| Home » Data » Weighting data » Pooled data analysis from 25 countries Goto Forum:
	| 
		
			| Pooled data analysis from 25 countries  [message #16587] | Mon, 04 February 2019 07:10  |  
			| 
				
				
					|  Mayank_Ag Messages: 22
 Registered: May 2018
 Location: Hyderabad
 | Member |  |  |  
	| I am doing analysis after merging data from multiple waves of 25 countries. My regression specification includes variables that have been calculated at the psu level (employment, etc). My dependent variable is negative of HAZ. My unit of analysis are children below age of 5. 
 
 
 I have some questions regarding the sampling and weighting.
 
 
 
 1. For certain countries cluster and PSU variables are not the same. In such cases which variable shall I use to create the otherwise PSU level variables.
 
 
 2. Do I need to specify the strata variable while using svyset command in Stata. If yes, how do i deal with missing strata information.
 
 
 3. I have already de-normalized the weights as suggested in earlier posts on this forum. Do I need to re-normalize the weights before using them? If yes, how shall I do it?
 
 
 4. In one post on this forum I read that in multi country analysis data must be clustered at country level. Do I need to do that for this analysis? If yes, how do I cluster data at two different levels i.e., country level and then individual PSU level?
 |  
	|  |  |  
	| 
		
			| Re: Pooled data analysis from 25 countries  [message #16616 is a reply to message #16587] | Wed, 06 February 2019 10:50   |  
			| 
				
				
					|  Bridgette-DHS Messages: 3230
 Registered: February 2013
 | Senior Member |  |  |  
	| Following is a response from Senior DHS Stata Specialist, Tom Pullum and Senior DHS Sampling Specialist, Mahmoud Elkasabi: 
 1. For certain countries cluster and PSU variables are not the same. In such cases which variable shall I use to create the otherwise PSU level variables.
 In most of the countries, variables for cluster and PSU are the same. In cases where the two are different, you can use the cluster.
 
 2. Do I need to specify the strata variable while using svyset command in Stata. If yes, how do i deal with missing strata information.
 Yes, you can use HV022. In cases where HV022 is not consistent with the stratification described in sampling design in Appendix A of the final report, you can recode a new stratification variable. If you are using HV022, you should not expect to find missing strata information.
 
 3. I have already de-normalized the weights as suggested in earlier posts on this forum. Do I need to re-normalize the weights before using them? If yes, how shall I do it?
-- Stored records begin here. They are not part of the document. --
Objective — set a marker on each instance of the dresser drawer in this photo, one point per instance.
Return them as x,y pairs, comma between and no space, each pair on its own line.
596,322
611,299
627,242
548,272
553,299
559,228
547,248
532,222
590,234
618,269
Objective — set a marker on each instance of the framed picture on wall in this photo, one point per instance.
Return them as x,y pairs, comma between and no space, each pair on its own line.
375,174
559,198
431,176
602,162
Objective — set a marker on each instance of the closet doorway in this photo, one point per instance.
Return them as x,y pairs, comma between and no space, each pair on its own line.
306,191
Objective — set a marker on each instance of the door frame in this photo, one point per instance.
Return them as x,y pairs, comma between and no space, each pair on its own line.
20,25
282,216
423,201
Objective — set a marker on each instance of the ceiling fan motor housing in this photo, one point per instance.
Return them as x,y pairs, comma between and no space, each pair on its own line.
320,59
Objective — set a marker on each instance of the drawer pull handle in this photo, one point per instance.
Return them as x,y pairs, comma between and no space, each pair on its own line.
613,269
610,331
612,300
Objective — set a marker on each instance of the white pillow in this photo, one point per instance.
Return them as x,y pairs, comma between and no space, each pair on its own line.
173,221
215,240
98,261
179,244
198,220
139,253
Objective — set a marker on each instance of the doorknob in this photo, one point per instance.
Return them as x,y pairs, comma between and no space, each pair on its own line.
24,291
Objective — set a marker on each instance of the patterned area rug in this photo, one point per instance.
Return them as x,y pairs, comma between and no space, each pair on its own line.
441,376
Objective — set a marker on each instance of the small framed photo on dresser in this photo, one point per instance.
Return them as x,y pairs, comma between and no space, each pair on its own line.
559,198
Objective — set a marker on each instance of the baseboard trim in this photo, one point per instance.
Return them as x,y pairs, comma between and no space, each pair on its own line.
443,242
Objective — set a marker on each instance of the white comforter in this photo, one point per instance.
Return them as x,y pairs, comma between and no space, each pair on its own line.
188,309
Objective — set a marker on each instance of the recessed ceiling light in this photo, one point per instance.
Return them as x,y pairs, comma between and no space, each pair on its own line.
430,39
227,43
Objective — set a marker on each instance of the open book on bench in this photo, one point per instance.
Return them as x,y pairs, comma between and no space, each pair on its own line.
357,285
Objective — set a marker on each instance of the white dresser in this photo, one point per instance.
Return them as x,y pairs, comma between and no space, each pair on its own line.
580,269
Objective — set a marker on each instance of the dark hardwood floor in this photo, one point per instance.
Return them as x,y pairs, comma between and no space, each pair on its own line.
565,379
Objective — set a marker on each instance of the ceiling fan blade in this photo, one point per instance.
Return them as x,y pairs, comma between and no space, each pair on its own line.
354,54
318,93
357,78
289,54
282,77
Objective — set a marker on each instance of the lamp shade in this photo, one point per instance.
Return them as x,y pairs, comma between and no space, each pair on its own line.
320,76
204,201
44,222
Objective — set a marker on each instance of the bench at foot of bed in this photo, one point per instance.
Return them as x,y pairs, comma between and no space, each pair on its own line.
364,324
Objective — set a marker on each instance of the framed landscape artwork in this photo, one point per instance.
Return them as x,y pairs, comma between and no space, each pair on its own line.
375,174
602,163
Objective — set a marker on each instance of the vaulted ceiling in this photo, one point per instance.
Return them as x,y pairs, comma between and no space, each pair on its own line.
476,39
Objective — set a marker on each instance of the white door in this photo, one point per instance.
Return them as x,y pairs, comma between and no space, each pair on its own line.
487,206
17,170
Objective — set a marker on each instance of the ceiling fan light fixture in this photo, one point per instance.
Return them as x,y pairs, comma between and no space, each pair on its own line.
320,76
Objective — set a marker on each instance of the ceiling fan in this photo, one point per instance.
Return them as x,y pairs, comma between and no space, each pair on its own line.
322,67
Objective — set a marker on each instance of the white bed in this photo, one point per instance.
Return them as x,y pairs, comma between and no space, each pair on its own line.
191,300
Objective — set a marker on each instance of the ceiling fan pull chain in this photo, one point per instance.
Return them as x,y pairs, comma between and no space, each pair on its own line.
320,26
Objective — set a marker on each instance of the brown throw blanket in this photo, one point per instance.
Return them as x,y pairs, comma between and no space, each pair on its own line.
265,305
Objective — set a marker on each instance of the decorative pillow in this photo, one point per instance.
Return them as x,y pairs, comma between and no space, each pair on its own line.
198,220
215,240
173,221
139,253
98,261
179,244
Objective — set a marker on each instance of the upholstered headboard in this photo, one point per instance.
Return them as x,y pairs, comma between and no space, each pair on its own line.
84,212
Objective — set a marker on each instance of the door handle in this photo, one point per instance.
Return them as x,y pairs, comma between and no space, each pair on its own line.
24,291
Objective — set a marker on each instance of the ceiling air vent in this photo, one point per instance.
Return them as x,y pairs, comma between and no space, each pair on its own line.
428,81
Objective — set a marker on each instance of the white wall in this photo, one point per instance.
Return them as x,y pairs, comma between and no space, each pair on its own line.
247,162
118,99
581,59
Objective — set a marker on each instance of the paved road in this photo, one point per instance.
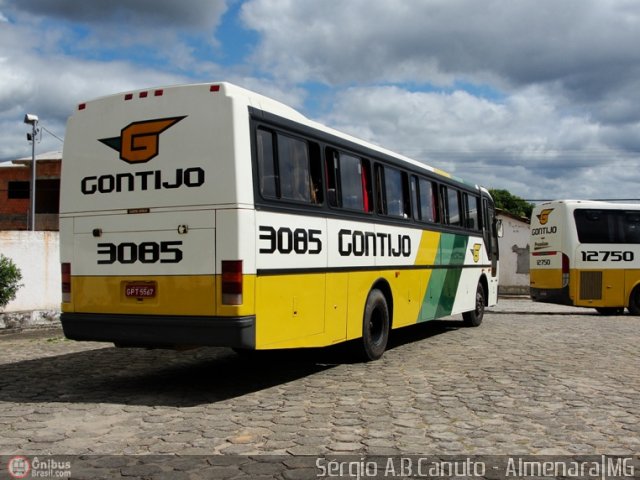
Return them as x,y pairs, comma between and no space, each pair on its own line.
533,379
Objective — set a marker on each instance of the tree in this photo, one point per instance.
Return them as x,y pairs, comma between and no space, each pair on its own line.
10,275
511,203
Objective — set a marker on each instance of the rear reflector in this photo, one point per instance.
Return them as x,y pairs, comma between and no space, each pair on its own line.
66,282
232,282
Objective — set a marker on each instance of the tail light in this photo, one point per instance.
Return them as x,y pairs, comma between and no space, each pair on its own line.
565,270
232,282
66,282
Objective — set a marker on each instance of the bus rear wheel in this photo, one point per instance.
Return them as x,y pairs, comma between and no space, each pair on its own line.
375,326
475,316
634,301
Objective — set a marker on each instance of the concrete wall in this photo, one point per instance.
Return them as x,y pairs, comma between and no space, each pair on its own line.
514,257
37,256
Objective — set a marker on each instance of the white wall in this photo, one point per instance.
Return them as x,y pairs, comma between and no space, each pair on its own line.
514,256
37,256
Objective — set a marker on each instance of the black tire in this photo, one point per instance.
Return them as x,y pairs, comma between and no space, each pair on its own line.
634,301
375,326
474,317
609,311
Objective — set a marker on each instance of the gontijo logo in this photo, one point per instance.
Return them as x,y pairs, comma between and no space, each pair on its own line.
476,252
544,216
139,142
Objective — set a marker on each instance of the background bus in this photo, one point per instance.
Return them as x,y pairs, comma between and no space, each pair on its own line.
586,254
211,215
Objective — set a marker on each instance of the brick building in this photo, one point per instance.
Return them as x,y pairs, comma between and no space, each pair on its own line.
15,179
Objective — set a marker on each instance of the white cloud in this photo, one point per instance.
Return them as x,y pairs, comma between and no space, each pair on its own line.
523,143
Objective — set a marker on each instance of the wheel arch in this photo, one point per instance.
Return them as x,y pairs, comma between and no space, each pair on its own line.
485,286
383,285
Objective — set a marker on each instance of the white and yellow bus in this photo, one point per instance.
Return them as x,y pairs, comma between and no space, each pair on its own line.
211,215
587,254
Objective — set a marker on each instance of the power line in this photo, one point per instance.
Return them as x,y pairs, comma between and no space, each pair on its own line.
591,199
51,133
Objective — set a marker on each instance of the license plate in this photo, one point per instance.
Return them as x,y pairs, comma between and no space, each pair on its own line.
139,290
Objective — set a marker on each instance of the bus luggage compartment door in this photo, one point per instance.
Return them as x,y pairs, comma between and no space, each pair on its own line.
152,263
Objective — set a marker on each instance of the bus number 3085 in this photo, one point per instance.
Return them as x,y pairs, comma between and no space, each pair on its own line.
145,252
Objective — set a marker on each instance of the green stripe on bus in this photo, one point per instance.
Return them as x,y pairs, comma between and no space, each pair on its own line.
443,284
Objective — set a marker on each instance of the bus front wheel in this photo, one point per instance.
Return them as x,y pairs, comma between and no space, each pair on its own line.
475,316
375,326
634,301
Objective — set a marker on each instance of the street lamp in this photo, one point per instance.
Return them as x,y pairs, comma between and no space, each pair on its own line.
31,119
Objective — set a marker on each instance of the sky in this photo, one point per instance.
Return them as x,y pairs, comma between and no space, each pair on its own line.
538,97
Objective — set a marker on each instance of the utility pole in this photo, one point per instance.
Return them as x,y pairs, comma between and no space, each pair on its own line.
32,120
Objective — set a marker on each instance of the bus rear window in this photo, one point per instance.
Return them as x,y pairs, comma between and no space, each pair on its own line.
607,226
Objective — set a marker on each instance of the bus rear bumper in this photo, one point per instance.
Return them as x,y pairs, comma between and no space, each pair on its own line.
559,296
161,331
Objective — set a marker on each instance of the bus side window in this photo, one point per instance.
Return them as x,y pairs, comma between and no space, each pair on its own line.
451,199
395,192
289,168
472,207
266,167
349,181
424,200
293,159
631,227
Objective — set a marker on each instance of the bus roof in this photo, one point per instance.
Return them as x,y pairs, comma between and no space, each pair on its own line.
278,108
592,204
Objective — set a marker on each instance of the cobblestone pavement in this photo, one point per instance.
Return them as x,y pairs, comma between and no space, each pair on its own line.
533,379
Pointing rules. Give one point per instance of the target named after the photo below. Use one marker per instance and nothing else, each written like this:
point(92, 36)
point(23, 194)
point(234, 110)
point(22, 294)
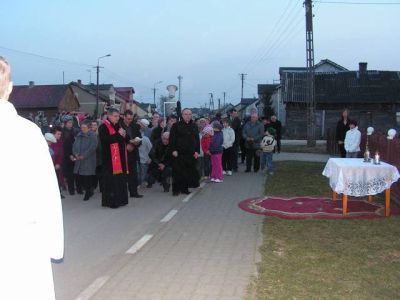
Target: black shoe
point(88, 194)
point(166, 187)
point(136, 196)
 I do not see a reason to re-normalize the de-normalized weights. This should not affect your regression.
 
 4. In one post on this forum I read that in multi country analysis data must be clustered at country level. Do I need to do that for this analysis? If yes, how do I cluster data at two different levels i.e., country level and then individual PSU level?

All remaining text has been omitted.